Multimodal Emotion Recognition

We work on aesthetic and affective movie content analysis. As a result, the difference between perceived and induced emotions of movie audiences is discovered. The results suggest that there is more to be considered than simply assuming that the perceived emotions of the stimuli are consistent with the emotions induced in spectators. Thus, researchers have to take into account this result when designing experiments for affective content analysis research on movies. Furthermore, perceived and induced emotions of the movie audiences are associated with the occurrence of aesthetic highlights in movies. Moreover, we investigate multimodal modelling approaches to predict movie induced emotions from movie content based features, as well as physiological and behavioral reactions of movie audiences. Our experiments reveal that induced emotion recognition benefit from including temporal information and performing multimodal fusion.

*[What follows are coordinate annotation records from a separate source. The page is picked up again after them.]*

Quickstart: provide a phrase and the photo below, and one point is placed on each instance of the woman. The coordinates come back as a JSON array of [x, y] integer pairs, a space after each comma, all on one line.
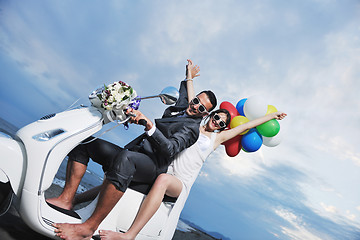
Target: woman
[[185, 168]]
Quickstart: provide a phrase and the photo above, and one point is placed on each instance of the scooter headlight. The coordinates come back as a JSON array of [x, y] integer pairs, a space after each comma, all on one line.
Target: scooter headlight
[[46, 136]]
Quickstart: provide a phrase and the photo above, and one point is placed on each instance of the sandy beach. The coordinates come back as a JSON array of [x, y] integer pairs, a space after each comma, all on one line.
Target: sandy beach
[[12, 227]]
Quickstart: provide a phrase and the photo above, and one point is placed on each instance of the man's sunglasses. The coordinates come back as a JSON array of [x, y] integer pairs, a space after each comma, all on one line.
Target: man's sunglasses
[[196, 101], [219, 121]]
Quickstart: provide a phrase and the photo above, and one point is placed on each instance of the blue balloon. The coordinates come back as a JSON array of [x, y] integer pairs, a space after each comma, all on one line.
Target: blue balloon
[[240, 106], [251, 141]]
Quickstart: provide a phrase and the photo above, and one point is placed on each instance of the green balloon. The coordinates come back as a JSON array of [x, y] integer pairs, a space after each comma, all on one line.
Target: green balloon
[[269, 129]]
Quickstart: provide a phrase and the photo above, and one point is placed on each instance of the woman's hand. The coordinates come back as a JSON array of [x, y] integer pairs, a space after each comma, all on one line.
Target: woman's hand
[[137, 116], [279, 115], [191, 70]]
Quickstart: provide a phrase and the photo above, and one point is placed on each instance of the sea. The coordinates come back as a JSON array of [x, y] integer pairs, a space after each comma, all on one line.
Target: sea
[[185, 229]]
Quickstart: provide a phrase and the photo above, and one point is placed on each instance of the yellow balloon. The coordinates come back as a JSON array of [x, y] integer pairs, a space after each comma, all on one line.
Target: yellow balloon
[[271, 109], [238, 120]]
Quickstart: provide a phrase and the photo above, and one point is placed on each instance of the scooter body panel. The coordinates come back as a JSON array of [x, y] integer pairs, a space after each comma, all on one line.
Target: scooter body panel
[[12, 163], [47, 142]]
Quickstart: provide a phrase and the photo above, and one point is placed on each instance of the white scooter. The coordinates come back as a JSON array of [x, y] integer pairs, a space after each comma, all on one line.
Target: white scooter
[[30, 160]]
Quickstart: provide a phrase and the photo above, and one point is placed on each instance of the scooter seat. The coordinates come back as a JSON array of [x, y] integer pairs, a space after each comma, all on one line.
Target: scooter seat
[[65, 211]]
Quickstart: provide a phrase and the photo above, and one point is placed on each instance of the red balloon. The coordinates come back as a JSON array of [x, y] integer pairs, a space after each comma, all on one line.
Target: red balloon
[[231, 108], [233, 146]]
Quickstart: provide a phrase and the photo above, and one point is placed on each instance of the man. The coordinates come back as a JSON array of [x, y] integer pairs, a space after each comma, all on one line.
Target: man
[[141, 160]]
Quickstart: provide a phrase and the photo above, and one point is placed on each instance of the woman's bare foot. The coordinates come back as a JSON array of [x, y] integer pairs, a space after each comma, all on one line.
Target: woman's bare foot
[[69, 231], [60, 203], [111, 235]]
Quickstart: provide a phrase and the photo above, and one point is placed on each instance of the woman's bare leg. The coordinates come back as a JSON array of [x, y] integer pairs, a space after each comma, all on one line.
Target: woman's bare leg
[[164, 184]]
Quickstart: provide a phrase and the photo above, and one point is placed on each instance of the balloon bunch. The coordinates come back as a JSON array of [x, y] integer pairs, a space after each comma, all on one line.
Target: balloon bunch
[[248, 109]]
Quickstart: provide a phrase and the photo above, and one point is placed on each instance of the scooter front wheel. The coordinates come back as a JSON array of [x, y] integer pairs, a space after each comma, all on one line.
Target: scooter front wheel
[[6, 197]]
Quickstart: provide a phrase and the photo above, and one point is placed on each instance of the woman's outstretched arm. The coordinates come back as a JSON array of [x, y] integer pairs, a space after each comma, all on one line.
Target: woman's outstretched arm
[[191, 73], [228, 134]]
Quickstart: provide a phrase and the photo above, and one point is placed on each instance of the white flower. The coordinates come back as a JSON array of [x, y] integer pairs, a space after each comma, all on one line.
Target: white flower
[[117, 95]]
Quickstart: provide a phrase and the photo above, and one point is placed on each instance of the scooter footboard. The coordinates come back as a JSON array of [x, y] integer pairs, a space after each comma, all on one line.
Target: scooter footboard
[[123, 214]]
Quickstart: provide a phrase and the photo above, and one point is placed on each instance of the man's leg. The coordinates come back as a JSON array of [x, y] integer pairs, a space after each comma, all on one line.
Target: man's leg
[[164, 184], [99, 151], [128, 165], [108, 198], [74, 173]]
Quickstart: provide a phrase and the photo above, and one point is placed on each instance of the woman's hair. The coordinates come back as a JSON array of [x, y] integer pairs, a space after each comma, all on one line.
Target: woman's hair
[[228, 116]]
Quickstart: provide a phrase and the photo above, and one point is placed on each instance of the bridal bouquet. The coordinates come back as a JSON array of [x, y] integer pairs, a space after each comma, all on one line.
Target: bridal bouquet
[[116, 96]]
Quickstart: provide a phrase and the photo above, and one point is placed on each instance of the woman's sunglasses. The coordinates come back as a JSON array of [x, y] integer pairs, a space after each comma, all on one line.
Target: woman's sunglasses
[[196, 101], [219, 121]]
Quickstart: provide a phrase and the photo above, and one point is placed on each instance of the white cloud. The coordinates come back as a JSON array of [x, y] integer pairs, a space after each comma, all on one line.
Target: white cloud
[[329, 208], [299, 229]]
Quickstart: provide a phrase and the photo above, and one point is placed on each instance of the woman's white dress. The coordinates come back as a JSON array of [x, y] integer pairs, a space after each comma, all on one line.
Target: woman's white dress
[[186, 167]]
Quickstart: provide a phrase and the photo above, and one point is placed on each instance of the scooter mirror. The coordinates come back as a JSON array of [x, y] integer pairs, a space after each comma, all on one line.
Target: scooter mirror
[[168, 95]]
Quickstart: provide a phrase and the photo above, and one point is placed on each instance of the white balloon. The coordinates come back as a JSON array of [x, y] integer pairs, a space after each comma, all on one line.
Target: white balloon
[[255, 107], [273, 141]]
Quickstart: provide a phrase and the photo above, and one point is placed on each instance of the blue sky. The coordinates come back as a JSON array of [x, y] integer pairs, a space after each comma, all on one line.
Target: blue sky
[[303, 56]]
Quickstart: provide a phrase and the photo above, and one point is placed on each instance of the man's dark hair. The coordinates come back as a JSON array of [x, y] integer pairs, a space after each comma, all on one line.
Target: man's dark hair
[[211, 97]]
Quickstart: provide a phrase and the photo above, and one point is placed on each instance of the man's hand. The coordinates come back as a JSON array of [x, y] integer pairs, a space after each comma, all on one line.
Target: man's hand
[[137, 117], [191, 70]]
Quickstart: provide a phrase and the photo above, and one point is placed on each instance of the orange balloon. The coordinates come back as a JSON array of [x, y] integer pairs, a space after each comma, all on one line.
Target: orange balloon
[[230, 107], [233, 146], [238, 120]]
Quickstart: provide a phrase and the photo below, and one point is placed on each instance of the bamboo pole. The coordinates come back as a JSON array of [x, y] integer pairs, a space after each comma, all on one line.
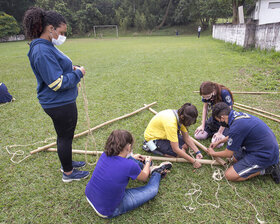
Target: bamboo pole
[[251, 111], [218, 159], [251, 93], [155, 158], [256, 109], [94, 128]]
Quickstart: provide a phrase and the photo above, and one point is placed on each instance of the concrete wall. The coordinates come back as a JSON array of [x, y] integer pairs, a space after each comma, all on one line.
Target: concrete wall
[[266, 14], [268, 36], [246, 35], [12, 38]]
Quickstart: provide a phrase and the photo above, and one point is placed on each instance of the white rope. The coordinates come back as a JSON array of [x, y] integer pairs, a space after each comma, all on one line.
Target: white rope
[[217, 176], [90, 135], [21, 152]]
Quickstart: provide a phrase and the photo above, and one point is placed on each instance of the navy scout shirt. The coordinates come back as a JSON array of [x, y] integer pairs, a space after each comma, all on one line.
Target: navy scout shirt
[[254, 136]]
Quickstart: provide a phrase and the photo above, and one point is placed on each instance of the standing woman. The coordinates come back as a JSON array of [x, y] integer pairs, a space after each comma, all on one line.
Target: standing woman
[[212, 93], [57, 81]]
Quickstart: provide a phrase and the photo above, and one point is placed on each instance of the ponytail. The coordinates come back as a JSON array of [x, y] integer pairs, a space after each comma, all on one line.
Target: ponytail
[[36, 19]]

Highlight Detection in Movies

In this project, we work on the analysis of spectators’ physiological and behavioural reactions recorded in a movie theatre. The aesthetic highlights are defined in terms of form (spectacular, subtle) and content (character development, dialogue, theme development) in collaboration a movie critic. In particular, we analyze social interactions during watching movies by using synchronization measures to provide insight into how spectators react to aesthetic movie content in a movie theatre. Furthermore, we investigate aesthetic highlight detection in movies based on different levels of physiological and behavioral synchrony among spectators.